Was the merger anticompetitive?

But let us assume that eliminating competition from Instagram was indeed the merger’s sole rationale. Would that necessarily make it anticompetitive?  

Chief among the objections is that both Facebook and Instagram are networked goods. Their value to each user depends, to a significant extent, on the number (and quality) of other people using the same platform. Many scholars have argued that this can create self-reinforcing dynamics where the strong grow stronger – though such an outcome is certainly not a given, since other factors about the service matter too, and networks can suffer from diseconomies of scale as well, where new users reduce the quality of the network.

This network effects point is central to the reasoning of those who oppose the merger: Facebook purportedly acquired Instagram because Instagram’s network had grown large enough to be a threat. With Instagram out of the picture, Facebook could thus take on the remaining smaller rivals with the advantage of its own much larger installed base of users. 

However, this network tipping argument could cut both ways. It is plausible that the proper counterfactual was not duopoly competition between Facebook and Instagram, but either Facebook or Instagram offering both firms’ features (only later). In other words, a possible framing of the merger is that it merely  accelerated the cross-pollination of social mechanics between Facebook and Instagram. Something that would likely prove beneficial to consumers.

This finds some support in Mark Zuckerberg’s reply to David Ebersman:

Buying them would give us the people and time to integrate their innovations into our core products.

The exchange between Zuckerberg and Ebersman also suggests another pro-competitive justification: bringing Instagram’s “social mechanics” to Facebook’s much larger network of users. We can only speculate about what ‘social mechanics’ Zuckerberg actually had in mind, but at the time Facebook’s photo sharing functionality was largely based around albums of unedited photos, whereas Instagram’s core product was a stream of filtered, cropped single images. 

Zuckerberg’s plan to gradually bring these features to Facebook’s users – as opposed to them having to familiarize themselves with an entirely different platform – would likely cut in favor of the deal being cleared by enforcers.

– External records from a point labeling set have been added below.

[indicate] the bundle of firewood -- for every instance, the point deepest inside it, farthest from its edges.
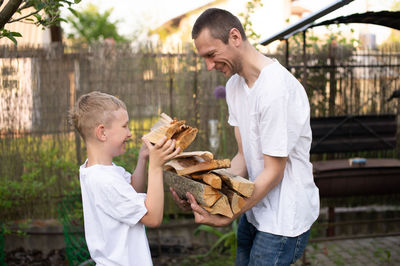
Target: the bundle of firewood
(214, 188)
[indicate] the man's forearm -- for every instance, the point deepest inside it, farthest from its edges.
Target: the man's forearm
(238, 166)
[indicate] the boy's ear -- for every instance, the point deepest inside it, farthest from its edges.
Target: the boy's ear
(100, 133)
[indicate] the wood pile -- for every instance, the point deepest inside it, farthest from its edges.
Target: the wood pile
(197, 172)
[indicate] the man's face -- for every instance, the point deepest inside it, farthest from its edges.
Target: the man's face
(217, 54)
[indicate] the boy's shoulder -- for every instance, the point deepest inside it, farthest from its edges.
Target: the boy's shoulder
(106, 174)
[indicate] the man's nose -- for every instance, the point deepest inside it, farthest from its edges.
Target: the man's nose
(210, 63)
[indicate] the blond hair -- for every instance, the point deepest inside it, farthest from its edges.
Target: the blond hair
(93, 109)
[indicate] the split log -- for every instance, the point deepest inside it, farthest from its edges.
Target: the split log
(209, 178)
(185, 166)
(205, 155)
(236, 183)
(236, 202)
(204, 194)
(222, 207)
(172, 129)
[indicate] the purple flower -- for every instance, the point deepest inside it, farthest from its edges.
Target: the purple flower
(219, 92)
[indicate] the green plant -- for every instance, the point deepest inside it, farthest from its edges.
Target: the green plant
(226, 239)
(383, 255)
(38, 12)
(43, 178)
(90, 25)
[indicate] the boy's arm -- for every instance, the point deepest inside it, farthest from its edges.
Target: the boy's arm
(138, 178)
(160, 153)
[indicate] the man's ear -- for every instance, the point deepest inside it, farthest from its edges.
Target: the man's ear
(235, 37)
(101, 132)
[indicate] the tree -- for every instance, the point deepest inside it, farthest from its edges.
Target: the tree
(90, 25)
(251, 7)
(43, 13)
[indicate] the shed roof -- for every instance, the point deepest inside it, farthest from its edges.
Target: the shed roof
(305, 22)
(389, 19)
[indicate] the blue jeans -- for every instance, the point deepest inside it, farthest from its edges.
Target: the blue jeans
(259, 248)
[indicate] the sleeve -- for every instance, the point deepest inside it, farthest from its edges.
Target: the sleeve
(232, 120)
(274, 129)
(119, 200)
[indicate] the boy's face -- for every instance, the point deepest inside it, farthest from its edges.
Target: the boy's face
(118, 132)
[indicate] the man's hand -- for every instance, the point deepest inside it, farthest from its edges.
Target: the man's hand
(201, 216)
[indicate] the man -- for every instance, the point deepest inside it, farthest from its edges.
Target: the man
(270, 113)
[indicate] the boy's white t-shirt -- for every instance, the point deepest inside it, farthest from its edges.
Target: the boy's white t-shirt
(273, 119)
(112, 210)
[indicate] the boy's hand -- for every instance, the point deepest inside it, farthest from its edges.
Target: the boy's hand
(184, 205)
(144, 152)
(163, 151)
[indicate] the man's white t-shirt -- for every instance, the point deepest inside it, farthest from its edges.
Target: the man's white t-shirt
(274, 119)
(112, 210)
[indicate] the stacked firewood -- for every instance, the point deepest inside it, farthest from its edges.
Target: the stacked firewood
(214, 188)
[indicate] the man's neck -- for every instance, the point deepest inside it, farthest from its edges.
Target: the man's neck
(252, 64)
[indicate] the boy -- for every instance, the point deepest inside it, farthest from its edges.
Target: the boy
(114, 205)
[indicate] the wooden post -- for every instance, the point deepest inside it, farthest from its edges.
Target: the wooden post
(398, 129)
(287, 54)
(331, 220)
(304, 78)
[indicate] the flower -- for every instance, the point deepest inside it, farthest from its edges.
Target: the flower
(219, 92)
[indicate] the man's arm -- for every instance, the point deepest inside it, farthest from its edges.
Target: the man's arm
(238, 164)
(238, 167)
(269, 177)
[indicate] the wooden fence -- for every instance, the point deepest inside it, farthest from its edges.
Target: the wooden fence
(39, 85)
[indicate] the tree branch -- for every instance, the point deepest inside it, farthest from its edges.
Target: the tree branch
(21, 18)
(8, 11)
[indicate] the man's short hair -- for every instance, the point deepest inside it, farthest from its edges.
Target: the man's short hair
(93, 109)
(219, 22)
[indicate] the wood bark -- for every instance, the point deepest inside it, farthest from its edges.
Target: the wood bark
(209, 178)
(172, 129)
(185, 166)
(236, 183)
(222, 207)
(236, 201)
(204, 194)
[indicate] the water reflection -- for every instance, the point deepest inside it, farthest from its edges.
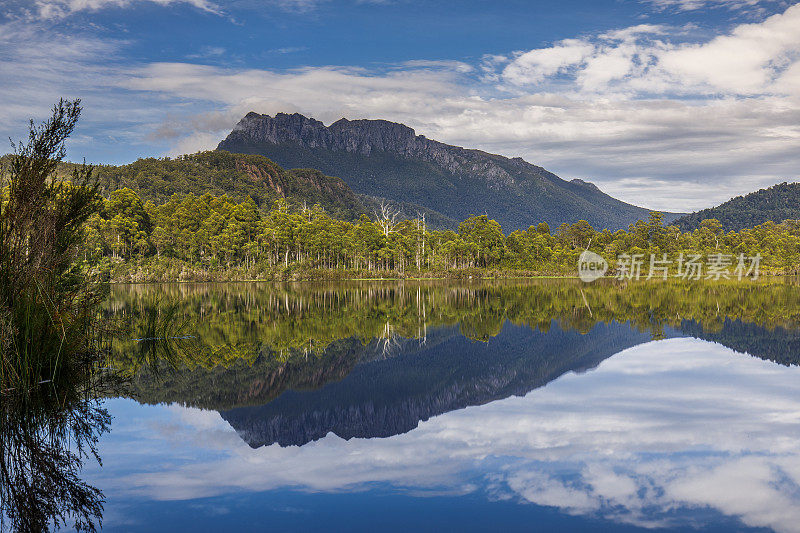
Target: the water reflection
(652, 405)
(46, 434)
(664, 434)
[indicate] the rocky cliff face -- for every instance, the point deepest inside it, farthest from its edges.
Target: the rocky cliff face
(365, 137)
(389, 160)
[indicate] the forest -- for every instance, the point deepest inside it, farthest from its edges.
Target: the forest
(202, 238)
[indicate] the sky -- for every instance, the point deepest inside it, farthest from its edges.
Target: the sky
(668, 104)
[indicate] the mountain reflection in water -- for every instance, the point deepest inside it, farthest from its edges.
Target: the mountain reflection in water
(482, 396)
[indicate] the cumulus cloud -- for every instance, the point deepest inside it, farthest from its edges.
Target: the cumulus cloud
(57, 9)
(657, 115)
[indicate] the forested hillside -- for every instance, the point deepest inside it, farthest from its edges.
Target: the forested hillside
(236, 175)
(214, 238)
(777, 203)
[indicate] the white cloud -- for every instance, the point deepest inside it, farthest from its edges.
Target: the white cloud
(648, 114)
(536, 65)
(57, 9)
(694, 5)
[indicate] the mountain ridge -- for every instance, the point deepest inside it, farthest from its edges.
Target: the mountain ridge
(777, 203)
(389, 160)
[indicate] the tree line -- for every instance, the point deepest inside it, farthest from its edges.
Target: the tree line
(214, 237)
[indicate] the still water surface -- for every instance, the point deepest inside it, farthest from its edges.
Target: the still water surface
(513, 406)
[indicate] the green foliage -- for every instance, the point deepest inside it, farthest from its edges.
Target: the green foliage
(777, 203)
(47, 303)
(214, 238)
(238, 176)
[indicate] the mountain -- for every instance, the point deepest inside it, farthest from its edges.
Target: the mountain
(237, 175)
(387, 159)
(777, 203)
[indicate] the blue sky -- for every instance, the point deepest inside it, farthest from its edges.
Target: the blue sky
(669, 104)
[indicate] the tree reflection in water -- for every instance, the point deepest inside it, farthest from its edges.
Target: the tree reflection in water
(46, 435)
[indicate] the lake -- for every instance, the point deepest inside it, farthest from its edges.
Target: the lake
(512, 405)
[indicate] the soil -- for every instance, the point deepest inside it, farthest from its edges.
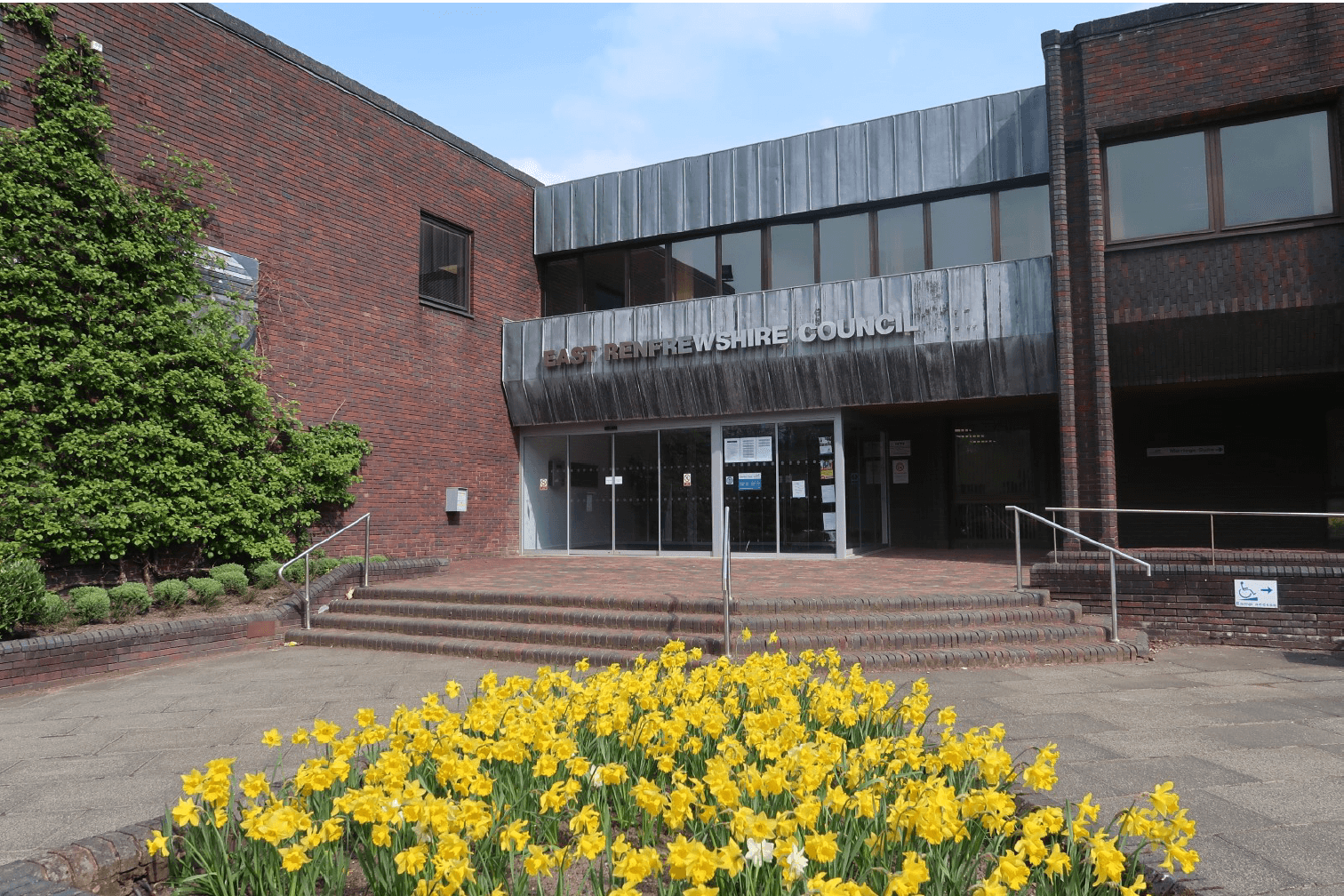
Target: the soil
(228, 604)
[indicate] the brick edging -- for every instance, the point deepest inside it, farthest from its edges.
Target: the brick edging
(66, 659)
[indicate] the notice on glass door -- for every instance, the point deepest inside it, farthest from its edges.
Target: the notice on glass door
(748, 451)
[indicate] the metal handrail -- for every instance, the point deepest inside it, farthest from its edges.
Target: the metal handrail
(308, 565)
(1212, 548)
(1115, 604)
(727, 586)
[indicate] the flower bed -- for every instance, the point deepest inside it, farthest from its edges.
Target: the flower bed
(765, 777)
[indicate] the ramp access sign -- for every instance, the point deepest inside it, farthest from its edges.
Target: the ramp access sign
(1255, 593)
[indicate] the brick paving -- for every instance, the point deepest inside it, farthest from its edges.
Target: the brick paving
(892, 572)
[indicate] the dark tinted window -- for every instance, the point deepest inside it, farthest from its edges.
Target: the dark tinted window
(445, 260)
(740, 269)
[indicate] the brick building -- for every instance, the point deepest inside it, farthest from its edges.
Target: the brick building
(1117, 289)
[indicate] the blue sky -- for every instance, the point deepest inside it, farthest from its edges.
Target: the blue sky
(570, 91)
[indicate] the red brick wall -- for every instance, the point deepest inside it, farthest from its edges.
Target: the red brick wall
(328, 195)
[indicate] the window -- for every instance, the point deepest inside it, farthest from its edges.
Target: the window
(445, 266)
(968, 230)
(1220, 178)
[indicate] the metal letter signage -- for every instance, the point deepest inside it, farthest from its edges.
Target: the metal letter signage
(726, 340)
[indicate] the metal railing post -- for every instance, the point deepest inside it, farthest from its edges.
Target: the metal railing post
(1016, 538)
(1115, 606)
(727, 586)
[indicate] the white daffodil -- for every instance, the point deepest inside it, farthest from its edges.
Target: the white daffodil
(760, 852)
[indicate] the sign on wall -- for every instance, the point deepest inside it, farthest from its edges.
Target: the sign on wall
(1255, 593)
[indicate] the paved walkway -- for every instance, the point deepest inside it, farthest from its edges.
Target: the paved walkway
(897, 570)
(1254, 740)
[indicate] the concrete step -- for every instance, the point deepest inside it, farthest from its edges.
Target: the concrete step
(711, 622)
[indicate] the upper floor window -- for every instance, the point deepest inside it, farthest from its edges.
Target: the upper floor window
(968, 230)
(1220, 178)
(445, 266)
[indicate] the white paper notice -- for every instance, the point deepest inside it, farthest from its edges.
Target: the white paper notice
(748, 451)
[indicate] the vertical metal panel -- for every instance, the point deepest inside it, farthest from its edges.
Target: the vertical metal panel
(966, 304)
(629, 226)
(583, 222)
(696, 191)
(821, 168)
(671, 195)
(974, 164)
(795, 173)
(1035, 152)
(937, 157)
(721, 188)
(542, 217)
(648, 212)
(882, 157)
(908, 142)
(1005, 136)
(852, 164)
(608, 208)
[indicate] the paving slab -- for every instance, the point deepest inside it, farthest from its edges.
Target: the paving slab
(1252, 738)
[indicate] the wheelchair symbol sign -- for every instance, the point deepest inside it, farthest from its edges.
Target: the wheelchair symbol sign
(1255, 593)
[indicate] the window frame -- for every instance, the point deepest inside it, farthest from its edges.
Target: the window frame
(764, 228)
(464, 277)
(1214, 181)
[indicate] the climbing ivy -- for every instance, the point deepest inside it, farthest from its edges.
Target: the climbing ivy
(132, 418)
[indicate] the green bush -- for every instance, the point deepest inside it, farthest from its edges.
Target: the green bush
(171, 594)
(264, 574)
(21, 586)
(231, 575)
(52, 610)
(128, 599)
(209, 591)
(91, 604)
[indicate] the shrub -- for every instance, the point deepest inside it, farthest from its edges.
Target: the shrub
(209, 591)
(91, 604)
(233, 577)
(52, 610)
(264, 574)
(21, 586)
(171, 594)
(128, 599)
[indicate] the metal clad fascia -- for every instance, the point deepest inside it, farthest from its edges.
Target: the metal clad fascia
(746, 183)
(1035, 154)
(882, 159)
(823, 173)
(671, 196)
(908, 148)
(629, 226)
(585, 223)
(721, 188)
(1005, 136)
(771, 168)
(542, 241)
(696, 191)
(937, 159)
(852, 164)
(650, 205)
(974, 164)
(608, 208)
(796, 171)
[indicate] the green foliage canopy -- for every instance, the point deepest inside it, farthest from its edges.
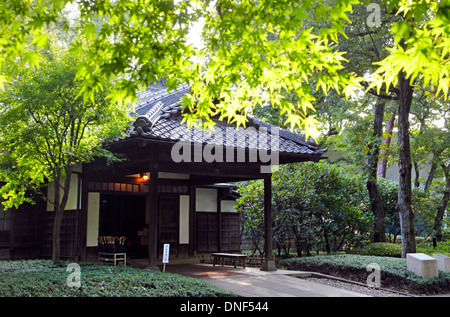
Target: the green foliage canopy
(318, 205)
(47, 129)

Another possibility is that it was Instagram’s network of creators – the people who had begun to use Instagram as a new medium, distinct from the generic photo albums Facebook had, and who would eventually grow to be known as ‘influencers’ – who were the valuable thing. Bringing them onto the Facebook platform would undoubtedly increase its value to regular users. For example, Kim Kardashian, one of Instagram’s most popular users, joined the service in February 2012, two months before the deal went through, and she was not the first such person to adopt Instagram in this way. We can see the importance of a service’s most creative users today, as Facebook is actually trying to pay TikTok creators to move to its TikTok clone Reels.

But if this was indeed the rationale, not only is this a sign of a company in the midst of fierce competition – rather than one on the cusp of acquiring a monopoly position – but, more fundamentally, it suggests that Facebook was always going to come out on top. Or at least it thought so.

The benefit of hindsight

Today’s commentators have the benefit of hindsight. This inherently biases contemporary takes on the Facebook/Instagram merger. For instance, it seems almost self-evident with hindsight that Facebook would succeed and that entry in the social media space would only occur at the fringes of existing platforms (the combined Facebook/Instagram platform) – think of the emergence of TikTok. However, at the time of the merger, such an outcome was anything but a foregone conclusion.

For instance, critics argue that Instagram no longer competes with Facebook because of the merger. However, it is equally plausible that Instagram only became so successful because of its combination with Facebook (notably thanks to the addition of Facebook’s advertising platform, and the rapid rollout of a stories feature in response to Snapchat’s rise). Indeed, Instagram grew from roughly 24 million at the time of the acquisition to over 1 Billion users in 2018. Likewise, it earned zero revenue at the time of the merger. This might explain why the acquisition was widely derided at the time.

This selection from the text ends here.